The women made easy work of putting away Arizona State in Maples Pavilion on Saturday afternoon, but the story of the weekend transcended mere basketball games. The killing in Tucson, Arizona–the home of the Arizona Wildcats, the Stanford men’s opponent–resulted in the death of 6 people, many injuries, and a delayed and somber basketball game on Sunday in Tucson’s McKale Center.
Women defeat Arizona State, 82-35
Stanford took down the Sun Devils with a cartoonish score, despite Arizona State’s respectable 10-4 record so far this season. The Card, whose only loss in history to ASU came in 1984, were able to give 12 players time in the blow-out, while holding the Sun Devils to fewer points than Stanford scored in the first half and limiting ASU’s top scorer–guard Dymond Simon–to just 7 points on the day.
Point guard Jeanette Pohlen led Stanford with 18 points and 3 steals in the 24 minutes she played. Stanford head coach Tara VanDerveer didn’t leave Pohlen and the rest of the Cardinal starters on the court for long, and not one played for longer than 26 minutes. Nneka Ogwumike, who played exactly 26, put up 16 points and 8 rebounds, putting her well on pace to complete her customary double-double had Arizona State put up more of a fight.
Field goal percentage alone can ordinarily indicate which team will win a given game, and Saturday’s match-up was no exception. Stanford shot a remarkable 65% from the field and 80% from beyond the arc. Meanwhile, the clearly outmatched Sun Devils shot just 23% from the field and 24% from three.
Stanford moves to 12-2 overall and a perfect 3-0 in conference play. They will travel to Seattle to take on Washington on Friday night at 7:00.
Men fall to Arizona, 67-57
Wearing their all-black uniforms (although it is unclear whether that was out of respect for the previous day’s shootings or just Nike’s new design) the Card could not recover from a first half in which a very talented Wildcat team built an 11-point lead. When Stanford got to within 5 points late in the second half, Arizona kicked back into gear and cruised to the double-digit win.
While no team wants to lost by 10 points, it’s hard not to call Sunday’s defeat a quality loss. In the wake of the shooting, the Tucson community rallied around the Wildcats, and created the largest crowd of the season for McKale Center. Following the game, multiple Arizona players noted that they felt they were playing for the city and the state during a game with increased security screening and a substantially larger police presence.

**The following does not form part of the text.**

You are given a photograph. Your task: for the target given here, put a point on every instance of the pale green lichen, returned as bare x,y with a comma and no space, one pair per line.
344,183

Senior forward Jamelle Horne provided the main scoring punch for the Wildcats. In 24 minutes off the bench, Horne led all Wildcats with 16 points, and added a game-high 12 rebounds. Rebounds played a big role in Arizona’s success, as not a single Cardinal grabbed more than 6 rebounds and Arizona out-rebounded Stanford, 40-23. Teams like Arizona–and the Washington team that Stanford will face on Thursday night–are most successful when they use their physical big men to exploit the lack of size and depth that Stanford has in the low post.
Josh Owens led the Card with 18 points, and Jeremy Green chipped in 15. Outside of Green and Owens, only one Stanford player–guard Jarrett Mann (6 points, game-high 4 assists)–scored more than 5 points. Stanford coach Johnny Dawkins once again opted for a young starting 5, featuring freshmen Aaron Bright and Dwight Powell alongside juniors Green, Owens, and Mann.
Shooting continues to cause Stanford fits. The Card shot only 42% from the field, 60% from the line, and a putrid 17% from three. Arizona made the most of open men on the perimeter, and shot 59% from three.
Stanford incurs its first loss of PAC-10 play and falls to 9-5 overall. They return to the Farm to host Washington on Thursday at 7:00 PM.